You have to consider the overall picture. The most reliable data has shown that mammography does more harm than good to most women, and only seriously flawed pro-mammogram studies, huge vested interests, medical dogma, and big egos support and assert the perspective in favor of mammography (read "The Mammogram Myth" by Rolf Hefti).
George - Sorry, but I am not forgoing my own mammogram. I am old enough to remember how very young women died all too commonly from lack of screening. Think of our own grandparents. How many women in your family's history might have died unnecessarily from the disease? I don't suppose Rolf Hefti is making any money on "The Mammogram Myth", right? Nor is he selling supplements. But I do think each woman has to choose for herself and there are many things to consider. I dont like them...I had a "almost" false positive - it didn't feel good. I also know they have limitations. But I think until we have something better I'll stick with it. I guess I'm too afraid not to. Thanks for your comment too!
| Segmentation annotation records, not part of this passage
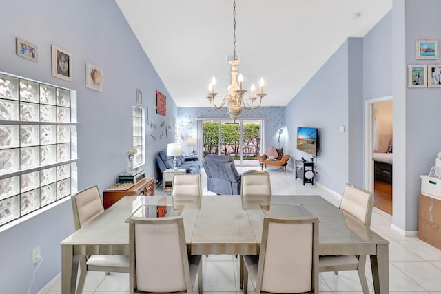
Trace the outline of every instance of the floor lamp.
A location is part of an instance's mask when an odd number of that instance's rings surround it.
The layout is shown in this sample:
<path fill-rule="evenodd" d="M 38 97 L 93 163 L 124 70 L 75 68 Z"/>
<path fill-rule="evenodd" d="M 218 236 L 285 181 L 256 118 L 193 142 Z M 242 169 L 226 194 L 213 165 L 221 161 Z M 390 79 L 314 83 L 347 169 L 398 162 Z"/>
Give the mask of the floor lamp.
<path fill-rule="evenodd" d="M 167 156 L 173 156 L 174 171 L 178 170 L 178 167 L 176 167 L 176 164 L 178 163 L 176 156 L 180 155 L 182 155 L 182 147 L 181 146 L 181 143 L 169 143 L 167 145 Z"/>
<path fill-rule="evenodd" d="M 187 139 L 187 145 L 188 146 L 196 146 L 196 138 L 189 138 L 188 139 Z M 194 150 L 194 148 L 192 148 L 192 151 L 190 151 L 190 155 L 195 155 L 196 151 Z"/>

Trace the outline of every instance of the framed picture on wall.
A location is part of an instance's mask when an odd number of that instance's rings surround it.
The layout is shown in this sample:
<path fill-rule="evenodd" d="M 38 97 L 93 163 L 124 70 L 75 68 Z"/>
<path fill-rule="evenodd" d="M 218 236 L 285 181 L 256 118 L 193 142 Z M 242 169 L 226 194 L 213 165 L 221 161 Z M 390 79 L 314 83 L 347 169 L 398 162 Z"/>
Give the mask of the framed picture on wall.
<path fill-rule="evenodd" d="M 167 101 L 165 95 L 156 90 L 156 113 L 161 116 L 165 115 Z"/>
<path fill-rule="evenodd" d="M 441 64 L 430 64 L 427 65 L 429 78 L 427 87 L 429 88 L 441 88 Z"/>
<path fill-rule="evenodd" d="M 72 60 L 70 52 L 52 45 L 52 76 L 72 81 Z"/>
<path fill-rule="evenodd" d="M 37 61 L 37 46 L 29 42 L 17 38 L 17 54 L 20 57 Z"/>
<path fill-rule="evenodd" d="M 141 104 L 143 103 L 143 92 L 141 90 L 136 89 L 136 103 Z"/>
<path fill-rule="evenodd" d="M 416 41 L 417 59 L 438 59 L 438 40 L 417 40 Z"/>
<path fill-rule="evenodd" d="M 422 88 L 427 87 L 427 67 L 425 65 L 409 65 L 407 75 L 408 87 Z"/>
<path fill-rule="evenodd" d="M 89 89 L 103 91 L 103 71 L 91 63 L 85 64 L 85 86 Z"/>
With all due respect, your recall of who or how many people have died in your grandparents' time may be less convincing than what the research data on large numbers of people tell. More than one study reported that mammography does not significantly reduce mortality from breast cancer. Also, George referred to "huge" vested interests pushing the mammogram agenda by an industry that earns billions of dollars from the test, whereas Hefti, in comparison, probably hardly earns a dime from his book.
Interesting. I don't think any studies have been conclusive. I wish for a better test - but again - that's what we have and it should be a personal decision.